Other system modifications required to optimize the new scanner included adapting the acquisition computer to support the large data set size acquired with 64-, 96- and 128-channel receiver coil arrays and the larger matrix sizes used for high-resolution imaging. This included increasing the memory capacity of the reconstruction computer to superfast memory modules and expanding the disk space for raw k-space data on the measurement and reconstruction system. The team also designed a custom interface connector to accommodate 128 receive channels.

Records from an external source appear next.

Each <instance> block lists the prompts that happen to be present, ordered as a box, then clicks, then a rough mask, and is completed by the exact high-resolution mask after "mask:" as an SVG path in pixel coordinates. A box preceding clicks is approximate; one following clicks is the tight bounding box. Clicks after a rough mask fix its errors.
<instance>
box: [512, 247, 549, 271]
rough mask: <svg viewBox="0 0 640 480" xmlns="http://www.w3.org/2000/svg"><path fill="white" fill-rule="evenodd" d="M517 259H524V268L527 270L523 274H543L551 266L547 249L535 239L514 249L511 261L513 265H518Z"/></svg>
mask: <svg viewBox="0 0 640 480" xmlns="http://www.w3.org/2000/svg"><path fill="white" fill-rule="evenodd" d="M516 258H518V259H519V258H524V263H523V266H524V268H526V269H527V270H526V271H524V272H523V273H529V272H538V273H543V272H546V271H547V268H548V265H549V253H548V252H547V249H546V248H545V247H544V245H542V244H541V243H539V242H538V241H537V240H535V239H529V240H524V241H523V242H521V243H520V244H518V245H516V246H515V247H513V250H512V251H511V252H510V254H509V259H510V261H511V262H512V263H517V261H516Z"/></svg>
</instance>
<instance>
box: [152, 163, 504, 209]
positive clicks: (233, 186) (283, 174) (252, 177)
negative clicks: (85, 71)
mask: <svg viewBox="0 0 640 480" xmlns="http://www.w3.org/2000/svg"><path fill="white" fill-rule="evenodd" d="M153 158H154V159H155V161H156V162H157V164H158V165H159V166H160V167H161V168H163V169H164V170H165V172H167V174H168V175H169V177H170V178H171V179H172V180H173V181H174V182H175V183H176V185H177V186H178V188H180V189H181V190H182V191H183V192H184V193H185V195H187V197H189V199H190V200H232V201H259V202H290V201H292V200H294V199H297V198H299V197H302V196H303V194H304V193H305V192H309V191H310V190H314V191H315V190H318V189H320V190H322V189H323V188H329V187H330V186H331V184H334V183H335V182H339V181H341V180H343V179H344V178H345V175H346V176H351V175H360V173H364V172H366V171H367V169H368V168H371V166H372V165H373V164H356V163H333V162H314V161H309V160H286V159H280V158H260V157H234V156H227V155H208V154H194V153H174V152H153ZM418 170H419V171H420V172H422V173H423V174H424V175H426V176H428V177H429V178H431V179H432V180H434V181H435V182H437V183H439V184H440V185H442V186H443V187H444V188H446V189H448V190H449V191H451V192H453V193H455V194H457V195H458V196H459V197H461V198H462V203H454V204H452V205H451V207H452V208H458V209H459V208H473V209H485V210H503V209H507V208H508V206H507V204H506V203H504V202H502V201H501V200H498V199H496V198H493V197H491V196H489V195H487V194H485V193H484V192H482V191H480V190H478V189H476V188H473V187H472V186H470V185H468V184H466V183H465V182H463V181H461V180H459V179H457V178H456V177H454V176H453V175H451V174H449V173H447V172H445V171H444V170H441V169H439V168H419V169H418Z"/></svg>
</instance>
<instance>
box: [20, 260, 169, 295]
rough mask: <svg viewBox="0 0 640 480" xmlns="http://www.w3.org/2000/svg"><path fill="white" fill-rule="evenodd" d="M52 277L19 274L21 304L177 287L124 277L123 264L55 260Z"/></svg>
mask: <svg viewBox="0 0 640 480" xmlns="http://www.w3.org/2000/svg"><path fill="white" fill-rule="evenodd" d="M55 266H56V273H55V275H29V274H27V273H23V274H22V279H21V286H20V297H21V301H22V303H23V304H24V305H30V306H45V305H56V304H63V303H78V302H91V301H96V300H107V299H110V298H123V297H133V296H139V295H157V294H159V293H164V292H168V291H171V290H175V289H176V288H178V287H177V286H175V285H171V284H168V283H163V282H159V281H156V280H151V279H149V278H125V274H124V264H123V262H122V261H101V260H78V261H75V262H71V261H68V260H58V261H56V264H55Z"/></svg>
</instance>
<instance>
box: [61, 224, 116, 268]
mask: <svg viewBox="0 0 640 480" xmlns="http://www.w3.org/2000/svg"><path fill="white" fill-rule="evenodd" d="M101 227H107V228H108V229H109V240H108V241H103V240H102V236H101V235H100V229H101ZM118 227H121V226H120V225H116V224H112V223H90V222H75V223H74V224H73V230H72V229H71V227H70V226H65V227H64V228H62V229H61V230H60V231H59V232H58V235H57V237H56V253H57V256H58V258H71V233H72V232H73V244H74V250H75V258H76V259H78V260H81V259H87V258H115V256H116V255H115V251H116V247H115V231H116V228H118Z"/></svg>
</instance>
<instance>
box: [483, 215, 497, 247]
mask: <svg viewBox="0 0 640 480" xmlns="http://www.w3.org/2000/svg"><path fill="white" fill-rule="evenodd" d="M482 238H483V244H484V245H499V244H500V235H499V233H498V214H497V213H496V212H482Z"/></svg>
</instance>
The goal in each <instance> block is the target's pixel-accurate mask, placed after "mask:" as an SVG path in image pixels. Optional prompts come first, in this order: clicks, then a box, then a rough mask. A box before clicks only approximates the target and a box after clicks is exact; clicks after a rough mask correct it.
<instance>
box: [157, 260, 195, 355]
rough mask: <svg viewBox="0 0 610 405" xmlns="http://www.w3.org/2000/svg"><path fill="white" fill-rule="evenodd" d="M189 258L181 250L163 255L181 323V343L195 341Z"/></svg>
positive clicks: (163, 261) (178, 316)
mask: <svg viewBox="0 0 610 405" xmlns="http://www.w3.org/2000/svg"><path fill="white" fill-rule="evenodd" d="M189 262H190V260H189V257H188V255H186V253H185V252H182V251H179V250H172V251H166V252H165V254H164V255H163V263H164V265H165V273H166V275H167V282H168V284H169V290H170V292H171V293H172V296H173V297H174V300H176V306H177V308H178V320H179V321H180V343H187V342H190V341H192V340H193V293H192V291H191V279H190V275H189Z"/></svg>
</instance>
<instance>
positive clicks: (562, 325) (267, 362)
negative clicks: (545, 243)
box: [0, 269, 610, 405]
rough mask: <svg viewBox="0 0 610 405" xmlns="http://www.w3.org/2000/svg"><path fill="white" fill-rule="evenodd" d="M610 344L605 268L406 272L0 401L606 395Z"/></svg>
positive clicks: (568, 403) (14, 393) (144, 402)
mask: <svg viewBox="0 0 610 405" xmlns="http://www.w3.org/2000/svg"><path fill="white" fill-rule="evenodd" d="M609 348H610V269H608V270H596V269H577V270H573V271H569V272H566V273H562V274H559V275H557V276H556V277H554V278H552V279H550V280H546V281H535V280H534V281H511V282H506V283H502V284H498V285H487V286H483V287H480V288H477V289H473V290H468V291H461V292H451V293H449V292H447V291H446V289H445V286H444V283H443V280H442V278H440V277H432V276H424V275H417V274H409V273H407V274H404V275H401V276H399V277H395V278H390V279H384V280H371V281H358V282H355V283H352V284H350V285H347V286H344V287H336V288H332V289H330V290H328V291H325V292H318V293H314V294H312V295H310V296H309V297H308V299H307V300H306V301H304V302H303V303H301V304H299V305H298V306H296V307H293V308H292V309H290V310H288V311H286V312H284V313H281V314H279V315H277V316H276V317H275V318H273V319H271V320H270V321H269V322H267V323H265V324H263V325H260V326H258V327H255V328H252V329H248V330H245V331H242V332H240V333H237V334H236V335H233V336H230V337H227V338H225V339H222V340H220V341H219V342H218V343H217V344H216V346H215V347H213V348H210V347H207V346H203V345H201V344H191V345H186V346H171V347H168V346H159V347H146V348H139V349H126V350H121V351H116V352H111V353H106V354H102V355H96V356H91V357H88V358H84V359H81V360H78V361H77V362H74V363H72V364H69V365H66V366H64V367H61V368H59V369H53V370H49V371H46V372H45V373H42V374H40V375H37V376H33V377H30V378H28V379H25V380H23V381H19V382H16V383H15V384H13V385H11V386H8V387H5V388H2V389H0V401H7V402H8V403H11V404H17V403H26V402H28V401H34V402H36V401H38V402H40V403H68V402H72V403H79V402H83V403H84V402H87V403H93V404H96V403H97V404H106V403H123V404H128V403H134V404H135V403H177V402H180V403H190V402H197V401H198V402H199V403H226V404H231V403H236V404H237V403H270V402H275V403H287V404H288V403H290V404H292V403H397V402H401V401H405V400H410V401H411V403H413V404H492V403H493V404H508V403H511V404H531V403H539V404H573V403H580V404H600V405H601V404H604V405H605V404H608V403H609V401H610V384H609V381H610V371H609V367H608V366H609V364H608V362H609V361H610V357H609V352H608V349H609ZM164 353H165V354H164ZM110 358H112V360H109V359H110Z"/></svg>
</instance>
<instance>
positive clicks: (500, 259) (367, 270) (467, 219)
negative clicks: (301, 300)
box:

To date, the researchers have imaged over 100 healthy volunteers on the NexGen 7 T scanner with no adverse effects. Studies included evaluating multi-echo echo-planar imaging, cerebral blood volume contrast imaging, diffusion imaging, gradient echo imaging and MR angiography. They note that future studies with co-registration of structural and functional data in a single participant, combining high angular resolution of fibre tracks and laminar fMRI of the whole brain should be possible.

Many technical challenges remain before super-resolution MRI scanners can be used in routine clinical brain imaging. High cost is another factor. But the team believes that “the numerous innovations developed and incorporated into the NexGen 7 T scanner will make diverse human neuroscience studies at ultrahigh resolution routinely possible, including functional imaging of cortical layer and columnar organization”.

  • The NextGen 7 T scanner was developed by a multi-institutional team of researchers at a cost of $22 million, with an initial $13.4 million research grant from the NIH’s Brain Research through Advancing Innovative Neurotechnologies (BRAIN) initiative. Academics and scientists at Siemens Healthcare, RF coil designer MR CoilTech and R&D company Advanced MRI Technologies (AMRIT) were major contributors to the scanner’s development.